And it’s been evolving. And we’re now at a tipping point where physical retail has been a solution for E commerce, whether that’s by digitally native brands, opening stores, whether that’s by mature physical retailers, who have ecommerce businesses fulfilling from store, whether that is, you know, the small micro fulfillment centers that come in to retail properties every now and then whatever it may be, physical retail has been a solution, right.

And you could come up with that solution a myriad of ways, right? If you’re walking down the street, you go online to order your Starbucks. So you can walk right in and pick up your Starbucks at the at the physical counter without that physical counter, you don’t have a cup of coffee from there. So physical retail has been the solution, not the victim to ecommerce.

Iacono 12:44
I think that’s the quote, of 23, maybe 22. That’s, that’s just such a great line. And I think really sums up all the changes we’re seeing in distribution. And you know how the actual endpoint is crucial. That’s where it all comes together. Like you just said, for your Starbucks, you’re still walking up and picking up that cup of coffee, rarely have it delivered to you. So

Ressa 13:03
Yeah, and I mean, that we’re always going to have delivery, right. And I think delivery is a good solution. But what we’re starting to see, especially by the pressure put on Wall Street onto brands to be profitable. Convenience is going to have a cost. And we’re starting to see that cost.

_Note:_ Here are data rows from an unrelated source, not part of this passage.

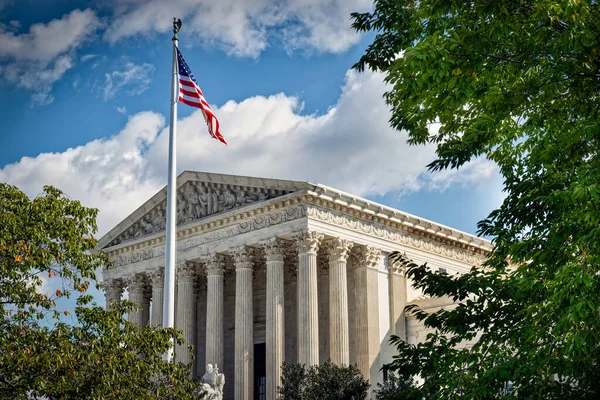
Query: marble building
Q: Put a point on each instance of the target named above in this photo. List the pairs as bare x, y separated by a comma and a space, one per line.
271, 271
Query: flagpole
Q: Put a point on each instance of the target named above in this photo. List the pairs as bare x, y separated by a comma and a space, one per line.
170, 250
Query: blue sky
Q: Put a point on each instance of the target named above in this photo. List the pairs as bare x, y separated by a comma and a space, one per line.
84, 105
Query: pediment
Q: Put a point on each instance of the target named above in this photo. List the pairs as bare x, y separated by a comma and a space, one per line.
199, 195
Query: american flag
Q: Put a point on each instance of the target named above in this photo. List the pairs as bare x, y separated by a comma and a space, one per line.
190, 94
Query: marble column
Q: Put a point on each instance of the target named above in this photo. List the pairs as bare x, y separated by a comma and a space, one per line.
146, 304
113, 290
275, 328
136, 286
308, 306
214, 309
398, 300
185, 314
339, 351
157, 280
367, 308
244, 325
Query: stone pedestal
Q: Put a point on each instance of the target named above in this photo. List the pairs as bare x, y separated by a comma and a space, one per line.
157, 280
244, 328
136, 286
185, 314
367, 308
113, 290
308, 319
275, 328
214, 309
339, 351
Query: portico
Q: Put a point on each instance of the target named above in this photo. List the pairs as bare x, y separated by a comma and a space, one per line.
292, 269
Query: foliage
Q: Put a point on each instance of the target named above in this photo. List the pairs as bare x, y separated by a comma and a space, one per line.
102, 356
322, 382
293, 381
394, 388
516, 82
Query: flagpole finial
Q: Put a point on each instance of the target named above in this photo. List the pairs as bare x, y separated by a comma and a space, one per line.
176, 27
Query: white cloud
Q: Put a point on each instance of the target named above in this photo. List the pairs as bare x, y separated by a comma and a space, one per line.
87, 57
38, 58
135, 77
245, 28
351, 147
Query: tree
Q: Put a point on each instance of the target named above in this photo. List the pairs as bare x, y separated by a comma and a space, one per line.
516, 82
322, 382
102, 356
394, 388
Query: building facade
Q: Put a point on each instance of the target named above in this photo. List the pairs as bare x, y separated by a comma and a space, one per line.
271, 271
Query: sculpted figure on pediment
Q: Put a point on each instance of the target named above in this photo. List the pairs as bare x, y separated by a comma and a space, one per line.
181, 207
228, 199
146, 226
158, 220
216, 204
192, 209
203, 200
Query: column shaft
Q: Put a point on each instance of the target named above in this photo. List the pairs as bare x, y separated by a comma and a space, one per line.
158, 290
367, 310
214, 311
275, 328
244, 327
136, 286
185, 316
112, 291
308, 306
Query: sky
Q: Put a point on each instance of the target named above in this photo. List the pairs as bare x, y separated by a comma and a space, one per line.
84, 105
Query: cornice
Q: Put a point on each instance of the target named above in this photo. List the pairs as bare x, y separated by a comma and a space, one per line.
263, 217
371, 211
396, 233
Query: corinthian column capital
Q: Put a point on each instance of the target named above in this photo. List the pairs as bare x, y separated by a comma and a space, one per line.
367, 256
114, 288
136, 283
308, 241
157, 277
274, 249
339, 249
242, 257
186, 272
214, 264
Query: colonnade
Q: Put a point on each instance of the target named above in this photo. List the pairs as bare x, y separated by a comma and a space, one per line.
143, 286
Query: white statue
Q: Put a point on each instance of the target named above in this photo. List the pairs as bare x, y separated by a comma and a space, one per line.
213, 383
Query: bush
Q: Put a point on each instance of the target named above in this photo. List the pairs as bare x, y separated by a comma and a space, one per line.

And I say this all the time, just get a get a whether it’s whatever brand you want to use to deliver the coffee, whatever delivery program, deliver a cup of coffee to your house, it’s like $24, $25 to do that like, and it might be a little different in your neighborhood pending out close, you live to the store. But that’s a lot of money for anybody to pay for a cup of coffee, that doesn’t make economic sense.

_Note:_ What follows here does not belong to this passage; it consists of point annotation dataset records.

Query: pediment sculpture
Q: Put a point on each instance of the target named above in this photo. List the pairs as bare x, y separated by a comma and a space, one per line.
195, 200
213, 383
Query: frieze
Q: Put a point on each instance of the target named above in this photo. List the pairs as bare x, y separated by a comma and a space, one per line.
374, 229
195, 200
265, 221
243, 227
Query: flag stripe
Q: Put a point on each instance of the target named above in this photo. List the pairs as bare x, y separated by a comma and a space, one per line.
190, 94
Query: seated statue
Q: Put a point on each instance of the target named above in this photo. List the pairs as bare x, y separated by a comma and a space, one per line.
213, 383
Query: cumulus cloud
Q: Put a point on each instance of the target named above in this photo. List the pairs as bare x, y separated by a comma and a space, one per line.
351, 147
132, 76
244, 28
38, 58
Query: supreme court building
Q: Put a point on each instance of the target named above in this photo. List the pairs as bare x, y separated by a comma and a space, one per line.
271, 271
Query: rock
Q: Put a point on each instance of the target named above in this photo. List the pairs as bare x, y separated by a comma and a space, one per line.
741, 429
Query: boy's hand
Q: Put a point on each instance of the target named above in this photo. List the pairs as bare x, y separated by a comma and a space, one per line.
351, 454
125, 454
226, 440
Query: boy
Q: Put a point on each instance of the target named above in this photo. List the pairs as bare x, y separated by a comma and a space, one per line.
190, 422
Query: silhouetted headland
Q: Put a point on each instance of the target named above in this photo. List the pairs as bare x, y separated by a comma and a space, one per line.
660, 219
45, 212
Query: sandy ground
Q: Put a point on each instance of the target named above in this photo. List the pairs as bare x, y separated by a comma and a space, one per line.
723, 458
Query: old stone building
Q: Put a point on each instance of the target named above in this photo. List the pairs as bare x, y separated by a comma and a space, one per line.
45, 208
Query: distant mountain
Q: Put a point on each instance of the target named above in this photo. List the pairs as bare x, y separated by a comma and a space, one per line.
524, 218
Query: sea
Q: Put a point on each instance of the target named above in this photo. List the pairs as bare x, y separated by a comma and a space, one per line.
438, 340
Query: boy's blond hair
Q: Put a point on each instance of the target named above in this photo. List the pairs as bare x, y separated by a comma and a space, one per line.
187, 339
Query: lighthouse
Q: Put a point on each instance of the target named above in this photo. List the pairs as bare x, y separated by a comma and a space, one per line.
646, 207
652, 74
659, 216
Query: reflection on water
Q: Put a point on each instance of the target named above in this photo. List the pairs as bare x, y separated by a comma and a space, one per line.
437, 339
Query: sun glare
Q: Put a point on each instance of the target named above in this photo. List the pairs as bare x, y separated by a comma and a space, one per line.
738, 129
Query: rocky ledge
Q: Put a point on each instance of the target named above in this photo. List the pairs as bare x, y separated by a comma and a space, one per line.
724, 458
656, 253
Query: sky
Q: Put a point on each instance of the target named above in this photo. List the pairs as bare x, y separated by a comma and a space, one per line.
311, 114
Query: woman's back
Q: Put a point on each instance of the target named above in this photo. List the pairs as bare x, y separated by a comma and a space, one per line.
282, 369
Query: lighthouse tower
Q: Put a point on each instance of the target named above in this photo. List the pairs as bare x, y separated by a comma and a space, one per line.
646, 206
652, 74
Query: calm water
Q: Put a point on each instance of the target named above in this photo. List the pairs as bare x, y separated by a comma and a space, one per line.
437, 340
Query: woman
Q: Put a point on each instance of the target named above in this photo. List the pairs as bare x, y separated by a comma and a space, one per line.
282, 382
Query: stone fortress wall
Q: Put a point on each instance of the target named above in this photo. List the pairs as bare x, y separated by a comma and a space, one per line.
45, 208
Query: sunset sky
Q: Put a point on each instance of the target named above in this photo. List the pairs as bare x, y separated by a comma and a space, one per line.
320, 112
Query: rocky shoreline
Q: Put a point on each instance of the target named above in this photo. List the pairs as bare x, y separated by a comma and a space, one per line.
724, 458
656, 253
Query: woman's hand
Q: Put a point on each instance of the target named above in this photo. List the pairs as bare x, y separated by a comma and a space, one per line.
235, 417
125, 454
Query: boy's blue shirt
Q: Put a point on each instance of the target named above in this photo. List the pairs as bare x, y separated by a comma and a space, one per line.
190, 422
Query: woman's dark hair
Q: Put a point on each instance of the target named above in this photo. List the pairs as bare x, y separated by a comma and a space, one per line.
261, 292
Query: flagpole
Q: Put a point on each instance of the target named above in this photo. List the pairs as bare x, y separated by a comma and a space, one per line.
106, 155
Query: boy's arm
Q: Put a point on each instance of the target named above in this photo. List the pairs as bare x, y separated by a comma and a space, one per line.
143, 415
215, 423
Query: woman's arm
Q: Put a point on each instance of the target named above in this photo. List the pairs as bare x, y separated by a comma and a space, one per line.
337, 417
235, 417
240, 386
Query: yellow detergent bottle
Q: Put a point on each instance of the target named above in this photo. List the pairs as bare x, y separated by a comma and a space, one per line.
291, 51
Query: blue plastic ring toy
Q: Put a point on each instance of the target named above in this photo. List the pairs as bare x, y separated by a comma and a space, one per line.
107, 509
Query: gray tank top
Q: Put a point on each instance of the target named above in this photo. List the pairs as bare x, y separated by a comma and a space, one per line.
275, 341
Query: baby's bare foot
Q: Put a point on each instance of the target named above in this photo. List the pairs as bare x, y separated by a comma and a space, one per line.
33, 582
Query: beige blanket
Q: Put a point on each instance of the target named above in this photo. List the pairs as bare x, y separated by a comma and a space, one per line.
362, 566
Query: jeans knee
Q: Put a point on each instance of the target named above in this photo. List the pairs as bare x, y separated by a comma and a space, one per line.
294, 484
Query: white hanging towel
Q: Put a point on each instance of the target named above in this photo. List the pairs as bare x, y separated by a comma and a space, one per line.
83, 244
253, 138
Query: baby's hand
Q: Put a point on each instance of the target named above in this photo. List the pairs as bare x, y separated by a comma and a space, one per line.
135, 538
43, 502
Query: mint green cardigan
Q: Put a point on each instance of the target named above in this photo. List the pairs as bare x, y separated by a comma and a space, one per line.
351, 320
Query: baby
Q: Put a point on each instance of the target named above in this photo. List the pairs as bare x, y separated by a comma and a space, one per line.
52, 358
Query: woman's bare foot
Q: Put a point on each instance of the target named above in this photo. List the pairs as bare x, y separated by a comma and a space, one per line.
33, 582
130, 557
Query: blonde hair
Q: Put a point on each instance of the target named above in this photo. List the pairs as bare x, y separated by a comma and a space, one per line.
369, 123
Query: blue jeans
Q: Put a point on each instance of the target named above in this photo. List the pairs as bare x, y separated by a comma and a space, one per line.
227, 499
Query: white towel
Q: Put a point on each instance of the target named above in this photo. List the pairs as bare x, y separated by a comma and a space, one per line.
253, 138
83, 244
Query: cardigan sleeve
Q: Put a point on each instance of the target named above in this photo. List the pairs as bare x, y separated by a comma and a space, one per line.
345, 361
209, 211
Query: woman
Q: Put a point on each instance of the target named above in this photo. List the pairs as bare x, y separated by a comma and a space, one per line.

And the cost of gas. And the time to go pick that up is significantly less than having it delivered. So there’s a cost of convenience, and we’re starting to see the consumer have to pay the burden of that. And that’s only going to accelerate not going to decelerate.

Iacono 14:12
And I would say even if they are willing to pay for this cost of convenience, as you call it, a lot of these deliveries are being done by third parties that are going to the physical locations to pick up the goods right even if you’re getting it delivered you’re still you’re not going to back warehouse if you know DoorDash is picking up your Starbucks they’re gonna go to Starbucks, pick it up and deliver it to you.

So I think either way, right either way physical retail wins. Yes. Love it. All right. Glad to hear everything is good and your your tenant retail world. Let’s move on to the questions I’m getting asked on capital markets. So this is slightly more challenging, although not all negative. Let’s start with the number one question I get asked which is will cap rates go back to where they were in 2021 peak levels p cap rate compression.

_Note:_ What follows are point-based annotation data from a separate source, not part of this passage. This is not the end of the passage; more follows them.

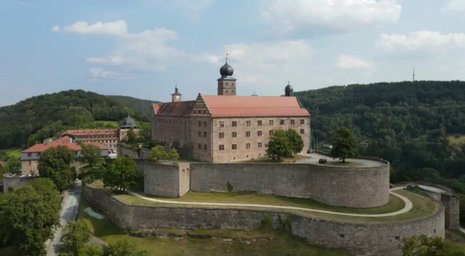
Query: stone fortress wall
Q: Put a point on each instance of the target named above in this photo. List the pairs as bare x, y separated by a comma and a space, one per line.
360, 187
381, 239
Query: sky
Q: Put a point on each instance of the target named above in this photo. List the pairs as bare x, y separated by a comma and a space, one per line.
144, 48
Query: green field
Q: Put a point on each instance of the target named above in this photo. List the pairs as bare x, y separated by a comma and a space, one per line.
456, 140
208, 242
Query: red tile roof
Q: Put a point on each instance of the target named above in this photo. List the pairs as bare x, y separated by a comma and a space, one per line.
87, 132
182, 108
254, 106
63, 141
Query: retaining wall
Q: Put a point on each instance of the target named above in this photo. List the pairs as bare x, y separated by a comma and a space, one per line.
167, 180
361, 239
337, 186
15, 182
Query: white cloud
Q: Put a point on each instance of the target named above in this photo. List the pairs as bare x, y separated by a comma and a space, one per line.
115, 28
422, 41
347, 62
454, 5
291, 15
101, 73
56, 29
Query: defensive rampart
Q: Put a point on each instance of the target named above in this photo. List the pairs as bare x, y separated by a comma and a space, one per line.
338, 186
380, 239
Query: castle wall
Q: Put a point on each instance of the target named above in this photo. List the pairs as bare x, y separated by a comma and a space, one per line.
15, 182
166, 180
337, 186
381, 239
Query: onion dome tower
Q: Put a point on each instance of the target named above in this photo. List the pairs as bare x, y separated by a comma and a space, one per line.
288, 91
226, 83
176, 96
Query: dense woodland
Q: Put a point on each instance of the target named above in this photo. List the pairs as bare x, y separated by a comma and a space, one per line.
36, 118
417, 126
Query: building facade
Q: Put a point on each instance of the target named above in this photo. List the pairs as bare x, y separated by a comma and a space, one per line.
225, 127
109, 137
30, 157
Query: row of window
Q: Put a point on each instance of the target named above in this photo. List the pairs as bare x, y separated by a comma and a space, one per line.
247, 133
234, 146
260, 122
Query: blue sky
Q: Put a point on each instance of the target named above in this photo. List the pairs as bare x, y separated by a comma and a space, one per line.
143, 48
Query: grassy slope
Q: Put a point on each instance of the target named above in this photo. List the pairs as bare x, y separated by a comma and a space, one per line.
232, 242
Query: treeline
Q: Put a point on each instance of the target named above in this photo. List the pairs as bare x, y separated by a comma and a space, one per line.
408, 123
36, 118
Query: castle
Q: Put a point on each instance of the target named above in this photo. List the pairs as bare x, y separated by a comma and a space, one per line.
225, 127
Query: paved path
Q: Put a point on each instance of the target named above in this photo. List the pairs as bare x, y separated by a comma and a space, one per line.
407, 207
69, 211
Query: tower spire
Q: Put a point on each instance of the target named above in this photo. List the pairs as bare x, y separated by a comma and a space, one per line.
413, 75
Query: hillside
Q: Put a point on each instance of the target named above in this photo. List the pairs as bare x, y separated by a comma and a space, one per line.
418, 126
46, 115
143, 107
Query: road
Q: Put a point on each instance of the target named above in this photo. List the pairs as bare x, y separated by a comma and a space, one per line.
407, 206
69, 211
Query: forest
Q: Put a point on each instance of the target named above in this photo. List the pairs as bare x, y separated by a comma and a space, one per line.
40, 117
418, 126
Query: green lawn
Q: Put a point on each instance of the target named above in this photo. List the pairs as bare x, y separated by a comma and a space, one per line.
456, 140
394, 204
214, 242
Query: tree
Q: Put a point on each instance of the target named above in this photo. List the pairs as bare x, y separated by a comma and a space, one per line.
158, 152
31, 213
75, 237
279, 146
121, 174
295, 141
345, 144
122, 248
429, 246
55, 163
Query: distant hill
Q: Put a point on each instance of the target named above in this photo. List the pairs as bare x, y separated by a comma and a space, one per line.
143, 107
39, 117
408, 123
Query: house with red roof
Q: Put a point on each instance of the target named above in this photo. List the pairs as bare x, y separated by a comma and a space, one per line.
225, 127
30, 157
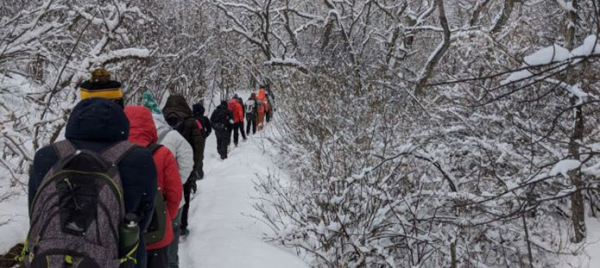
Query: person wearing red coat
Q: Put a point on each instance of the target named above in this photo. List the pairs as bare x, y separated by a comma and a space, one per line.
142, 131
237, 110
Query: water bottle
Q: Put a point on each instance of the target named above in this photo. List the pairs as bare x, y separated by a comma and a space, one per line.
129, 238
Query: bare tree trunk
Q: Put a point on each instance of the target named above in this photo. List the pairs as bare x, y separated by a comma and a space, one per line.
506, 11
577, 204
441, 50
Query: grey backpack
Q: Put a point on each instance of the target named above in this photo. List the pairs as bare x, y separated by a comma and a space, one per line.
78, 210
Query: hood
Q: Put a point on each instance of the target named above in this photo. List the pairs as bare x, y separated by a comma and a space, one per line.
178, 105
160, 122
198, 109
97, 119
223, 106
142, 130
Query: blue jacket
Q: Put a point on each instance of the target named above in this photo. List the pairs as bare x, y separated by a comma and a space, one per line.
95, 124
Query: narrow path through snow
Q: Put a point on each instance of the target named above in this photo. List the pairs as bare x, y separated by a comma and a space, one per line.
222, 232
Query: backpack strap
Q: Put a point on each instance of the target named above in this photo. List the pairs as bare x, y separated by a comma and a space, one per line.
163, 134
64, 148
118, 151
154, 147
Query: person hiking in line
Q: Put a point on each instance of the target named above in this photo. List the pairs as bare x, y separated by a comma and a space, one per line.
142, 132
269, 110
251, 114
179, 116
241, 102
220, 119
184, 155
199, 110
261, 100
96, 143
238, 119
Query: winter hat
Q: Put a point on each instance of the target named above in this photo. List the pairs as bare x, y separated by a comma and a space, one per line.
151, 103
100, 86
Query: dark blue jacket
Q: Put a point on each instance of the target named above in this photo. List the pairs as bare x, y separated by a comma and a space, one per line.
199, 114
95, 124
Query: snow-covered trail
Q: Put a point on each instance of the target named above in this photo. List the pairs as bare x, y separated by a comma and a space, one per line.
222, 233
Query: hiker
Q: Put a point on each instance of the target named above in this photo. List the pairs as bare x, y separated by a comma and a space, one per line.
238, 120
97, 131
241, 102
142, 132
220, 119
251, 114
199, 110
184, 155
269, 108
261, 100
179, 116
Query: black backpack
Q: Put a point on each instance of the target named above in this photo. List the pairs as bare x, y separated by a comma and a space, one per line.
78, 210
178, 123
158, 225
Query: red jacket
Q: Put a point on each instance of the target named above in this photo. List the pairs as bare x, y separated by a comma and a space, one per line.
142, 132
236, 109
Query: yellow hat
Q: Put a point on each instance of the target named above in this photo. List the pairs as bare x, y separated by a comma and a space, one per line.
100, 86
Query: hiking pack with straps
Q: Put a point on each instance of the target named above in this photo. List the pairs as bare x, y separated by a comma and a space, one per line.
178, 123
251, 107
78, 211
158, 225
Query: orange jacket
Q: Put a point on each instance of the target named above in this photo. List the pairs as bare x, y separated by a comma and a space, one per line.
262, 96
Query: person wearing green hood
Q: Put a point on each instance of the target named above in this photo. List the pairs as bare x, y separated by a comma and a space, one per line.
180, 117
184, 155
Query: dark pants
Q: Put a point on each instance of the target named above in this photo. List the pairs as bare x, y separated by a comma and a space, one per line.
142, 254
174, 246
223, 137
201, 158
250, 124
187, 191
158, 258
237, 128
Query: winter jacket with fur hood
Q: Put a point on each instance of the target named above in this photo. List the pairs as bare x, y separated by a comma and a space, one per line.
177, 107
142, 132
180, 148
236, 109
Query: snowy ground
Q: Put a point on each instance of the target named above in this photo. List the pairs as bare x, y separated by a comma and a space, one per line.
14, 218
590, 255
223, 233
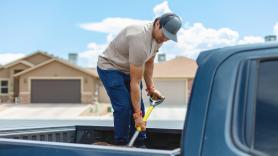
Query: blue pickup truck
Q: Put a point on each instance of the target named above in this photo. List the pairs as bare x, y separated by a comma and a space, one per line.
233, 110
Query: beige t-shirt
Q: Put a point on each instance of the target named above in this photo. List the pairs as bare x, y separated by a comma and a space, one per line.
133, 45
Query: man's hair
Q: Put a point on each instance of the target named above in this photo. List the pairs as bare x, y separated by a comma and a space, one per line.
155, 20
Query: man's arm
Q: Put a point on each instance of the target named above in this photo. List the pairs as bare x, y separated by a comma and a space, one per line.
136, 73
148, 73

I’m gonna say no, just pretty simply. Alright, let’s move on to question two. No, I’m kidding. So cap rates were overall retail cap rates were 5%. Now, this is a lot of variation in different deals, of course, right? A 20 year investment grade Singleton, a deal is going to trade different than a local strip center with no national tenants. So as with any data source, you kind of have to dive in a little bit deeper.

But overall, retail cap rates were 5%, in 2021, that went to 5.85 at the end of 22. And we’re now predicting it to go up to 644 by the end of the second quarter of 23. So we’ve already had over 100 basis points of expansion, and we’re expecting more now. Do we think that they might come back a little bit?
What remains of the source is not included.